I am always working. The day is taken up by internal meetings at the bank and meetings with corporate and nonprofit boards. I also have leadership role activities as Chair of the Asia Pacific Economic Cooperation (APEC) Business Advisory Council (ABAC). It is a multilateral economic forum comprised of business leaders from 21 Asia Pacific economies. The U.S. is the host this year, and ABAC is preparing policy recommendations to present to the APEC heads of state and economy leaders in San Francisco this November.
What is one of the most important professional lessons you’ve learned from your time in the industry? How has it guided how you handle your work?

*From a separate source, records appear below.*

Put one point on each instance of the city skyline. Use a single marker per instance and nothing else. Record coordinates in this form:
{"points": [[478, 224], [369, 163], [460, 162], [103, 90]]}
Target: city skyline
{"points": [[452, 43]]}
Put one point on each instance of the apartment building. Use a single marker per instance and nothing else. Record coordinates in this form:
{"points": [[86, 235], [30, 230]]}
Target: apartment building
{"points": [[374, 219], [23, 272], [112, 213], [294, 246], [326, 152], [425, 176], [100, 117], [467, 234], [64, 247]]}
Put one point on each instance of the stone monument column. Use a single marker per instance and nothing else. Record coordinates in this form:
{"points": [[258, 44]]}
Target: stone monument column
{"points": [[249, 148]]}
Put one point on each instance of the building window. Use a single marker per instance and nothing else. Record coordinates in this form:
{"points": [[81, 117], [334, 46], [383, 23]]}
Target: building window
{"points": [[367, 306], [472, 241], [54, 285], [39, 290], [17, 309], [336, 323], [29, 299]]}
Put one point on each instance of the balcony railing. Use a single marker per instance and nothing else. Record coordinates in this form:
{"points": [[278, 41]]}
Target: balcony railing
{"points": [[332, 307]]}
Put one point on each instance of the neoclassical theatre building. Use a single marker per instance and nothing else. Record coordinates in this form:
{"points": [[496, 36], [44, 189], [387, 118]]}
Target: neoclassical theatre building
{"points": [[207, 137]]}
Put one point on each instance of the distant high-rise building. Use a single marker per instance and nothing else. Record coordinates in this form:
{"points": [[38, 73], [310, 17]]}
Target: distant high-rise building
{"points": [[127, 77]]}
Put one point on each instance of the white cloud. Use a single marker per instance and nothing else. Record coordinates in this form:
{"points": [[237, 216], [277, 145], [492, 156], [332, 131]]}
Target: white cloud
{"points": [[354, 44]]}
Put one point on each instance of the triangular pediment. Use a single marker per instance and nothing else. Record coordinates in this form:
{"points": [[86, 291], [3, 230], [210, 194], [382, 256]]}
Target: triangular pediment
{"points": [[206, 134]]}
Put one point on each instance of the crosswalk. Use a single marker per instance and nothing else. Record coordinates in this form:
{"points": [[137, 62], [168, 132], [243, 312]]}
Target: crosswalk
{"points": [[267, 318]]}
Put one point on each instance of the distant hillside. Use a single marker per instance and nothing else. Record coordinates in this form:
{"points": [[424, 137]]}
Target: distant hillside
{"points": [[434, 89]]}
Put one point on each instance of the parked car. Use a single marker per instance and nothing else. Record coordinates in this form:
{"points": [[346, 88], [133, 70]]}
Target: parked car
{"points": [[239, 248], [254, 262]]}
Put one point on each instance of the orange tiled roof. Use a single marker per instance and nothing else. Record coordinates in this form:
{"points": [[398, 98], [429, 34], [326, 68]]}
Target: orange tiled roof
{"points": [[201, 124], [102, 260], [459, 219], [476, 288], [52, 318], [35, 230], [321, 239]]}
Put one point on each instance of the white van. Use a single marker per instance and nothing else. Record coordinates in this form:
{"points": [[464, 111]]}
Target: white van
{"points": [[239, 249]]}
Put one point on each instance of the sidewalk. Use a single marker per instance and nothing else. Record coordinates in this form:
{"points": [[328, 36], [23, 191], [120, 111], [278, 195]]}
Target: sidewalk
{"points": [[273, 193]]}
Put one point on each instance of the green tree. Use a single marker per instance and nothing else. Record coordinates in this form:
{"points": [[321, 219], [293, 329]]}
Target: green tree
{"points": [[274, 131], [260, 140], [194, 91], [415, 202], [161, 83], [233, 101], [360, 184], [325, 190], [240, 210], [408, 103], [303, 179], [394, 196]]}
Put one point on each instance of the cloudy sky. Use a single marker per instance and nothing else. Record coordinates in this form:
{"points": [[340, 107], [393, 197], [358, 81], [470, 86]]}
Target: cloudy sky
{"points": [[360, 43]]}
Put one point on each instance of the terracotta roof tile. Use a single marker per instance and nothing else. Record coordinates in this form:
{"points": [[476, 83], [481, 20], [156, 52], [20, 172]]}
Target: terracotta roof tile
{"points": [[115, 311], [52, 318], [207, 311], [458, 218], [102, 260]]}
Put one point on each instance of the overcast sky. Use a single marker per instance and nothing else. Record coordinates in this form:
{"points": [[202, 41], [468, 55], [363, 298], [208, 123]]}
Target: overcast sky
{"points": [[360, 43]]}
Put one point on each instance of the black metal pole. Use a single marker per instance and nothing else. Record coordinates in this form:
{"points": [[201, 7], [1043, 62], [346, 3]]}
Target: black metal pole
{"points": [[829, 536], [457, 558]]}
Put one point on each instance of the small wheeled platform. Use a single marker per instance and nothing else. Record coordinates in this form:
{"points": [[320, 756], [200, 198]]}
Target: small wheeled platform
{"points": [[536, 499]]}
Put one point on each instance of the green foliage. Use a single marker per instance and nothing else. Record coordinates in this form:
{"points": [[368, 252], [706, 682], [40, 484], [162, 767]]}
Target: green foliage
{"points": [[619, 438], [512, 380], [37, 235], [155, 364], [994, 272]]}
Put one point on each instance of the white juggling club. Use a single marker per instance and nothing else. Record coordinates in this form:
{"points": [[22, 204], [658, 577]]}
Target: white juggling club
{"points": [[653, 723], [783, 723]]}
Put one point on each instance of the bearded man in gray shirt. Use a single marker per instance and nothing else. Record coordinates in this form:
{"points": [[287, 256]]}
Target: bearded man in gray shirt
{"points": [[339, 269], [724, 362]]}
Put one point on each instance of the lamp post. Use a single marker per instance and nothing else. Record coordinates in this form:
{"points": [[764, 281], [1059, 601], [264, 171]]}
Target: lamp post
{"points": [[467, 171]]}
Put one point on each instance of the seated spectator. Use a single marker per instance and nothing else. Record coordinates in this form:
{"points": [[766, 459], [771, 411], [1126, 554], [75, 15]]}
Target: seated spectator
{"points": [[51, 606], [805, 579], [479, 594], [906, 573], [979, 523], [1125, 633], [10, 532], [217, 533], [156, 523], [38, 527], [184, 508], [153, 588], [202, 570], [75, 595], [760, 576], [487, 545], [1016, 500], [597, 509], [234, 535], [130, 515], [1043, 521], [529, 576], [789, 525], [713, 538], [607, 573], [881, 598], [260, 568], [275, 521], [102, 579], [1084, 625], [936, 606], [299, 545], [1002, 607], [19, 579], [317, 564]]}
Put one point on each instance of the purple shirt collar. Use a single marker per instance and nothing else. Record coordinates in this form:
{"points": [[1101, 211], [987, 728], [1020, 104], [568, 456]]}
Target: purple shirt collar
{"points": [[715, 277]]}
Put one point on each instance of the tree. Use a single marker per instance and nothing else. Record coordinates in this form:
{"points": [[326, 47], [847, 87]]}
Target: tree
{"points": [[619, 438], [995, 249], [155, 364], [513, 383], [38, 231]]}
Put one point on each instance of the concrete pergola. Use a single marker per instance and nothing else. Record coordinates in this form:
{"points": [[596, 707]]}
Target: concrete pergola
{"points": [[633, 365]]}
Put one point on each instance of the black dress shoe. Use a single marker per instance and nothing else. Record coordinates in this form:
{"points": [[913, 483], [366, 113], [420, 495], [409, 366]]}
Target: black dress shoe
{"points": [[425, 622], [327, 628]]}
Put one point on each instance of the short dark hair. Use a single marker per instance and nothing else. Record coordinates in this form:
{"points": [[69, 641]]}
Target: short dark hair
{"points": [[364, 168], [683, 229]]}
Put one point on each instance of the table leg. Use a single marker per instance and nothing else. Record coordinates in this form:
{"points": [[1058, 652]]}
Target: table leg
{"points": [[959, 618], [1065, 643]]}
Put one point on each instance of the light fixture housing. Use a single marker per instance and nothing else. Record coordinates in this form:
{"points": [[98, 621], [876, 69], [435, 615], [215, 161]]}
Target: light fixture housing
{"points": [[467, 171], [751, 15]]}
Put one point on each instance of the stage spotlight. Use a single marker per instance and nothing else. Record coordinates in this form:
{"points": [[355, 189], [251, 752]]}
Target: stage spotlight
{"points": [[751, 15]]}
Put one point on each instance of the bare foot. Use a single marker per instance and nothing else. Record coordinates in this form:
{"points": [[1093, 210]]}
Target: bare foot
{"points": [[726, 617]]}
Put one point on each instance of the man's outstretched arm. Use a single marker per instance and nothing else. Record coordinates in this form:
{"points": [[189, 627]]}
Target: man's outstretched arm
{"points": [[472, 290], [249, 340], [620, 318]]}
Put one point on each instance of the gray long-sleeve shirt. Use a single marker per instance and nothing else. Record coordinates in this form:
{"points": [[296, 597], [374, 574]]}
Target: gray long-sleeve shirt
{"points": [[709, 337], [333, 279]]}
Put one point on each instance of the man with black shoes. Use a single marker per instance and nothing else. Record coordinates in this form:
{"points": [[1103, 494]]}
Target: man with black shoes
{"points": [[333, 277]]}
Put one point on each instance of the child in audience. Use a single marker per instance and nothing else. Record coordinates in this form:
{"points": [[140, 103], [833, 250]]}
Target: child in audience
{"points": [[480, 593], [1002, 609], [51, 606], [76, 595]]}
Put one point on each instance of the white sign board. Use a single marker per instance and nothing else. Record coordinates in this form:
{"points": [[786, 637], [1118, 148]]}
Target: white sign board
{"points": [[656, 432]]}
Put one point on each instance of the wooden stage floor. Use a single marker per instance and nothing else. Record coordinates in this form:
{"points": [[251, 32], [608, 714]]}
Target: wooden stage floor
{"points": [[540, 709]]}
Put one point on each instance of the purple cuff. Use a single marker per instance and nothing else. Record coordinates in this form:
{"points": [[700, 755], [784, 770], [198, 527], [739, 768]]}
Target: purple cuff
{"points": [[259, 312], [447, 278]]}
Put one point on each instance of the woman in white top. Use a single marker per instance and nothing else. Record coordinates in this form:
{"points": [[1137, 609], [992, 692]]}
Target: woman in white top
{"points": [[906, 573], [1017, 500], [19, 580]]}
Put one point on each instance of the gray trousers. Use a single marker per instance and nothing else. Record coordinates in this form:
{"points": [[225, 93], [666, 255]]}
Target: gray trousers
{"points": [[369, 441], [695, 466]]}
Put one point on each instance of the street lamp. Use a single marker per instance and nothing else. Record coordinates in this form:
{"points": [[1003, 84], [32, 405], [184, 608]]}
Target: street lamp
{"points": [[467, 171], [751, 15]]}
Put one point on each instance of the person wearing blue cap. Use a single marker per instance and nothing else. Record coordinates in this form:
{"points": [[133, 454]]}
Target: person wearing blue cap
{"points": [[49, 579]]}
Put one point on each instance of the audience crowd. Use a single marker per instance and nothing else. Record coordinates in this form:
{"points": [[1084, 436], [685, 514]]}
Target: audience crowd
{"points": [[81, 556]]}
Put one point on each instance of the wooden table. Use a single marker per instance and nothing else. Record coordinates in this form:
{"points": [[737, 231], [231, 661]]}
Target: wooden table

The lesson I have learned is to be prudent and deal with potential problems early on. During the global financial crisis of 2009, I prepared for the worst, but we pressed onward to obtain a positive result. The FDIC asked East West Bank to take over a troubled bank in San Francisco called United Commercial Bank. That doubled the size of East West overnight.
The Bank was in a position to do that because we went into 2009 with a strong balance sheet. Among my peers, I was one of the first to call out the impending real estate market collapse. Starting in the fourth quarter of 2007, East West took early measures to reappraise our commercial real estate portfolio and took an aggressive stance in managing down potential problem credits.
We sold a lot of loans that were not healthy. Also, we raised additional capital in 2008. Both moves put our balance sheet in a strong position. That is why the FDIC deemed us strong and safe enough to take over another bank.
Who or what helped you climb the ladder in the early years of your career?
When I was at Touche Ross, one of my clients at the time was the Nursalim family from Indonesia. They wanted to make a few strategic investments in the U.S. and asked me to become the president of their investing arm. One of the investments they were interested in was a financial institution. So in 1991, I helped them acquire East West, which was a federal savings bank at the time. That is how I got involved with East West as the executive chair of the board. A year later in 1992, the Nursalims asked me to step in as CEO.
What trends in the finance industry should more people be paying attention to? Why is it important?
Cybersecurity has the potential to have a major impact on how banks manage operational risk. Cyberattacks can cause significant financial losses, reputational damage, legal and regulatory penalties, and business disruption. It is an ever-evolving concern.
Another megatrend is Environmental, Social and Governance. It creates opportunities for banks helping to finance the massive investments required to support the transition of businesses looking to transform their operating models, perhaps shifting to net-zero emissions. Improving ESG performance has become a core strategic objective for many businesses across industries.
What are some greater economic developments that are impacting or could impact East West in the near future? How is the bank preparing for or handling these challenges?
Economic growth in 2023 is decelerating. The confluence of a high interest rate environment, persistent inflation, tight credit, sluggish spending, and tepid employment can possibly tilt the economy into recession later this year.
At East West, we always prepare for the worst. We are proactive and do everything upfront. It is the professional lesson learned that I referenced earlier. That is how we stay several steps ahead.
As in the example I gave earlier about the financial crisis of 2009, the bank always does well whenever economic cycles go down. We always manage to turn a crisis into an opportunity.
What is next for the bank?
We will continue to grow our balanced and diversified customer base. We are proud of our highly liquid balance sheet, which gives us the flexibility to pursue strategic growth opportunities. We are confident that we can navigate emerging and changing economic cycles well to foster steady organic growth.